A agência Esperienza surgiu em 2003 para oferecer soluções de web a shopping centers. Cassiano Antequeira, diretor da agência, afirma que a experiência de ter trabalhado em shoppings foi o que deu a ideia para a agência: “percebi que era um mercado inexplorado”, diz.
No começo, o serviço era focado na construção de sites para shoppings, mas Cassiano ainda não estava satisfeito com seu negócio. Sabia que precisava ir além dos sites. “A criação de sites estava se transformando em commodity, então tínhamos de inovar no nosso serviço”, conta Cassiano.
A grande ideia veio, então, quando ele ampliou sua visão.
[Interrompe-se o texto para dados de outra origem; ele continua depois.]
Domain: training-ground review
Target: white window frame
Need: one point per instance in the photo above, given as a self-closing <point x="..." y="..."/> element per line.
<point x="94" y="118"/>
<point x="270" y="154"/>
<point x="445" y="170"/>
Passou a olhar não a relação cliente-shopping, mas sim a relação lojista-shopping.
“Um shopping center é como uma cidade. Às vezes, o consumidor não tem ideia da infraestrutura e burocracia necessária para manter tudo funcionando dentro de um shopping”, explica o empresário.
Assim surgiu o conceito da Intranet Mall, que oferece aos clientes um sistema de integração entre as lojas e a administração do shopping, que permite gerenciar processos de vendas, envio de informativos e fazer solicitações e aprovações.
Atualmente, a empresa atende 6 mil lojistas em 45 shoppings espalhados pelo Brasil, mas os planos de crescimento são ambiciosos. “Pretendemos chegar a 100 shoppings até o fim de 2015”, diz Cassiano.
Essas histórias mostram que para empreender é preciso olhar por outros prismas. A boa ideia nem sempre está na linha reta, pode estar em uma curva ou escondida em algum atalho. É preciso seguir os instintos e arriscar sem medo de errar.